The tricky part is balancing these three parameters to achieve an optimal trade-off between latency and network traffic. Setting the delay threshold too low can lead to frequent dispatch of incomplete batches, increasing the number of requests. Conversely, a high delay threshold might result in idle periods, causing unnecessary delays in message sending ⏳.
Managing Message Flow in Batching
To optimize message batching in Pub/Sub, implementing flow control is essential, especially when dealing with high message generation rates. Without effective flow control, you risk memory overload or having messages that are too old to be useful, potentially triggering a DEADLINE_EXCEEDED error. This happens if you produce messages at a faster rate than your publisher can send them.
Flow control can be fine-tuned using three key parameters:
Buffer Size in Bytes (
setMaxOutstandingRequestBytes): This parameter defines the maximum buffer size for batching messages, measured in bytes. It helps in managing the memory usage by limiting the total size of messages waiting to be sent.
Buffer Size in Terms of Events (
setMaxOutstandingElementCount): This sets a cap on the number of messages that can be included in the buffer. It's a count-based limit, ensuring that the buffer doesn't exceed a specified number of messages.

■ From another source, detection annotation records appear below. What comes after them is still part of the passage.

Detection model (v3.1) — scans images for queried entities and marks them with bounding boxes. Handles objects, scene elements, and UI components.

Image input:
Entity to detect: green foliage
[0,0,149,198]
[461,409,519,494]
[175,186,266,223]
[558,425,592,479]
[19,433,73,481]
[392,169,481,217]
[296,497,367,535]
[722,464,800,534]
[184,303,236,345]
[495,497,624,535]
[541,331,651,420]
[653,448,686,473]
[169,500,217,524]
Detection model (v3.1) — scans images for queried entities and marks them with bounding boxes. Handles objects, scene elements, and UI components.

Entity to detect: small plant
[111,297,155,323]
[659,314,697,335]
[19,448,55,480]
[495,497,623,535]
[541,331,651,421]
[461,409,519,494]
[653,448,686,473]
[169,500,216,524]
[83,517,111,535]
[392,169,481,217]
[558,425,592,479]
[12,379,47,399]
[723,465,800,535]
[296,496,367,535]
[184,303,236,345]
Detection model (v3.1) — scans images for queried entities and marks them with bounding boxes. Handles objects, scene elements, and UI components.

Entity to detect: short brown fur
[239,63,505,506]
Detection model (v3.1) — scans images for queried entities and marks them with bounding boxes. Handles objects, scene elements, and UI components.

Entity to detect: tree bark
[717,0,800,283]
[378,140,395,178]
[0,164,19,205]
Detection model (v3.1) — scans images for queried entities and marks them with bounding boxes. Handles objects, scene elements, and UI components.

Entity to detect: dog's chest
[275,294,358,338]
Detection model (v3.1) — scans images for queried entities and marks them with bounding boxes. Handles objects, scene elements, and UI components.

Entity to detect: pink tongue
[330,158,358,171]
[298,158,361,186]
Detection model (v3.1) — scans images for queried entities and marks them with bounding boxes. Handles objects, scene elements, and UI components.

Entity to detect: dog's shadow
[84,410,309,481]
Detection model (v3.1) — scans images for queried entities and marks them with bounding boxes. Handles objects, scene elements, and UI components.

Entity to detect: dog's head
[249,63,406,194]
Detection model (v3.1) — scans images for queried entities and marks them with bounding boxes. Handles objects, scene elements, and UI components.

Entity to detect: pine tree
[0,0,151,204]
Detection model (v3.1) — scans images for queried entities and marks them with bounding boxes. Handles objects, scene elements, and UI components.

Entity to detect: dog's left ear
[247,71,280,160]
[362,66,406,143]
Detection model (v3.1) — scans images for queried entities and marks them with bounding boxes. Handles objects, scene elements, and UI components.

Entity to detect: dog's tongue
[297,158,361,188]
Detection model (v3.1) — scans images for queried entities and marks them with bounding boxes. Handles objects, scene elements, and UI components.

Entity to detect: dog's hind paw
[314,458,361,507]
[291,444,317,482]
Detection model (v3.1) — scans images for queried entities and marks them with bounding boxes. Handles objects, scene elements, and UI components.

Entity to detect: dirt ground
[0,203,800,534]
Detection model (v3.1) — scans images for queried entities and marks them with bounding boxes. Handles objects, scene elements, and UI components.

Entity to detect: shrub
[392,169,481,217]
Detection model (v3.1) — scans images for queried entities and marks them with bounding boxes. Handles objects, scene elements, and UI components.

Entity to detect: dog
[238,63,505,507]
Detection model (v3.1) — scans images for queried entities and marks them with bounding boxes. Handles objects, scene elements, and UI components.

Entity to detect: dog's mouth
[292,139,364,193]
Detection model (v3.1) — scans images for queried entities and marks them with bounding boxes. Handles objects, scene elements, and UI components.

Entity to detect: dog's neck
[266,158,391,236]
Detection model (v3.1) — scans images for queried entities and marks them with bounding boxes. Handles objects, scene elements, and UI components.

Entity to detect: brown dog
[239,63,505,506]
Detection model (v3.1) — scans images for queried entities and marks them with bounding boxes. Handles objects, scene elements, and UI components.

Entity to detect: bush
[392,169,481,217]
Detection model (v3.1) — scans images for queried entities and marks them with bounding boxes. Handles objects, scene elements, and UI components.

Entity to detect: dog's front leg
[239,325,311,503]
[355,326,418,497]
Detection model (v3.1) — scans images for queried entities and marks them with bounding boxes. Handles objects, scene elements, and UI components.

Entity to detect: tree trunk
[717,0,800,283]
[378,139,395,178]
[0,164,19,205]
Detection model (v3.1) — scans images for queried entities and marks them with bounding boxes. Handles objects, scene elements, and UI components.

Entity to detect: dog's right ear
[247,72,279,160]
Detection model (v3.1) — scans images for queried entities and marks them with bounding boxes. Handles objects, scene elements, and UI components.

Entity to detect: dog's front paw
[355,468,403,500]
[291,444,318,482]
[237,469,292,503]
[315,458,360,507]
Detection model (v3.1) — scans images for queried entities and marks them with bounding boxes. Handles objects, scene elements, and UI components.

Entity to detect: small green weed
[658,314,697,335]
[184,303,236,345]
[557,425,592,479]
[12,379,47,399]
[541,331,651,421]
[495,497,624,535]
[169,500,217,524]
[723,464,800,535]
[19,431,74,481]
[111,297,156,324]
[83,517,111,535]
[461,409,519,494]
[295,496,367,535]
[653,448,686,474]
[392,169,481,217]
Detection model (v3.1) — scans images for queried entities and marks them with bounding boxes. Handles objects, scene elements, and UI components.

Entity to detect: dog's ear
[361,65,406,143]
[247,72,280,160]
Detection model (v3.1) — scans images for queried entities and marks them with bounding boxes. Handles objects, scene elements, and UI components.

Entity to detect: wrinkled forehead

Behavior When Limits are Exceeded (
setLimitExceededBehavior): This crucial parameter dictates the course of action when the set limits are surpassed. The options include:
Ignoring the limit (effectively disabling flow control),
Throwing an exception (to signal an immediate issue),
Blocking (which pauses message addition to the buffer until there's enough space).
These parameters collectively ensure that the batching process is efficient, preventing bottlenecks and maintaining a smooth flow of messages.
Batching Pub/Sub messages has the potential to enhance your application's performance, but it requires careful adjustment of parameters. It's vital to have a clear understanding of your application's performance prior to enabling batching. Make sure there are no other constraints impacting performance before you proceed with adding batching settings 🤔.
Finding the ideal settings for batching in my model scenario was a time-consuming process. It's worth noting that real-world scenarios can be significantly more complex.
Additionally, batching tends to be more effective with a steady stream of events; it may not perform as well in scenarios with sudden spikes in traffic 🚀.